I asked Denise what initially got her interested in Herbs “One of my earliest herb memories is standing on a chair in the kitchen, beside my Mam, and picking the thyme leaves off the stem for stuffing, rissoles, or our family special, ‘pigeon pie’. Picking the tiny thyme leaves was a tedious job that required patience, but not a huge amount of skill, so it was the perfect way to introduce a child into the world of plants and cooking. I felt the attention to detail was important and I was very careful to pick out every last bit of stem that fell into the bowl.”

Denise knows how important good food is to a family.  “We were practically self-sufficient long before it became fashionable”.  She tells me “Mam and Dad planned and developed a lovely garden themselves in our new home and transformed a barren plot into a miniature paradise, with an orchard, soft fruits and beehives.”

It wasn’t always easy for a teenage Denise though “When I was growing up all the neighbours called us ‘The Good Life’. I did find it quite embarrassing, especially when the hens escaped onto the street.  It is only with hindsight that I realize what a wonderful gift my parents gave to us all. They both put so much effort into providing the best food possible for their family. It is only natural that cooking and eating together was always a special occasion and still is an integral part of any family celebration.” Denise concludes. 
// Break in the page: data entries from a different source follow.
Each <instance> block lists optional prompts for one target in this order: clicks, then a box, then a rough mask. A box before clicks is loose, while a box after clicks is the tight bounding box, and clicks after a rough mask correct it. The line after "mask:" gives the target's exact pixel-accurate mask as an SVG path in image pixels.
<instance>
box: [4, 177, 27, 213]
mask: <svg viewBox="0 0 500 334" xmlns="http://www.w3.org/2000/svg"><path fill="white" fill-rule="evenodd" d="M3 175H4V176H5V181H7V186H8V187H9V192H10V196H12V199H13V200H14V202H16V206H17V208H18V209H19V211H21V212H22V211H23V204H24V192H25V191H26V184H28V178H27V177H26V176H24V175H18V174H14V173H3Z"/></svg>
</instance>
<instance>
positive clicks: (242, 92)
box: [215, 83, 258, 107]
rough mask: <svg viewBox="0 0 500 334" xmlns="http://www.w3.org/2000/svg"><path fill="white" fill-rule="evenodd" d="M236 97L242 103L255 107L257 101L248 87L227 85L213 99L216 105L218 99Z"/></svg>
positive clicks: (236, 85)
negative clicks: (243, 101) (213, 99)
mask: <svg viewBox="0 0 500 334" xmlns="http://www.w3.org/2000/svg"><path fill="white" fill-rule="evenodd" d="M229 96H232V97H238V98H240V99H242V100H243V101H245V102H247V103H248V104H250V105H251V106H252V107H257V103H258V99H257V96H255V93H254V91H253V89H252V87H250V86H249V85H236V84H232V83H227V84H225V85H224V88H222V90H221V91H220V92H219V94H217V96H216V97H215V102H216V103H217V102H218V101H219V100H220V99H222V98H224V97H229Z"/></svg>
As it’s coming to the end of the season I ask Denise if she can give us any tips and advice about how we can preserve herbs for the winter before the frosts come. 

PRESERVING HERBS
“Herbs for preserving should be harvested on a dry, sunny morning, after the dew has evaporated. To obtain maximum flavour and nutritional content, material for preserving needs to be at its very best. This will depend on the part of the plant that is required.
  • Leaves should be harvested just before the plant flowers.
  • Flowers are at their best when they have just opened.
  • Fruit should be just ripe.
  • Seed is ripe when it changes from green to brown. For seeds in pods, shake the stem. You will hear the seeds rattle when they are ripe.
  • Roots are at their best when the top growth of the plant has completely died back, in autumn or winter.

Drying
Cut the stems just above ground level. Trim and discard any discoloured or damaged leaves. Tie into small bunches and hang in a dark, dry, airy place, or put them in a paper bag punched with holes, to eliminate light and dust. When the plant is completely dry, it will become brittle. Remove the leaves from the stems and store in airtight jars, in a dark place. To retain maximum flavour, it is best to store the leaves whole and crush, if necessary, just before using.

Freezing
Freezing is the best method for preserving the colour, flavour and nutritional content of herbs with soft, lush, green leaves, (eg. chives, dill, basil, mint, tarragon). Wash the herbs, if necessary, and shake dry. Freeze them in plastic bags, in bunches, on the stem. There is no need to thaw before using, just add at the end of cooking.
Alternatively, chop the herbs finely, put them in ice-cube trays and top up with water. Flowers, especially borage, can be frozen in ice-cubes for adding to drinks.

Preserving in Oil/Vinegar
Herbs preserved in oil or vinegar are very useful for adding flavour to many dishes.

Herb Oils
Fill a wide-necked, sterilised jar with fresh herb, broken into pieces with your fingers. When the jar is as full as possible, cover with good quality olive, sunflower, safflower or almond oil, preferably organic. Put on a tight fitting lid. Stand the jar in a warm or sunny place, covering it with brown paper if it's in a sunny position. Shake at least once a day for 14 days. Strain and store out of direct light.Suitable herbs - basil, garlic, fennel, lavender, rosemary, savory, tarragon, thyme. Spices, chillies and orange or lemon peel can be added.

Herb Vinegars
Bruise the herb and fill a wide-necked jar. Top up with warm (not hot) wine or cider vinegar. Continue as for herb oils.
Suitable herbs - bay, chervil, dill, elderflower, garlic, fennel, lavender, mint, rosemary, tarragon, thyme. Spices, chillies and citrus rind can also be added.
Fruit vinegars are made by the same method. Roughly chop the fruit in a food processor first.
Suitable fruits - blackberries, blackcurrants, blueberries, gooseberries, raspberries, strawberries.”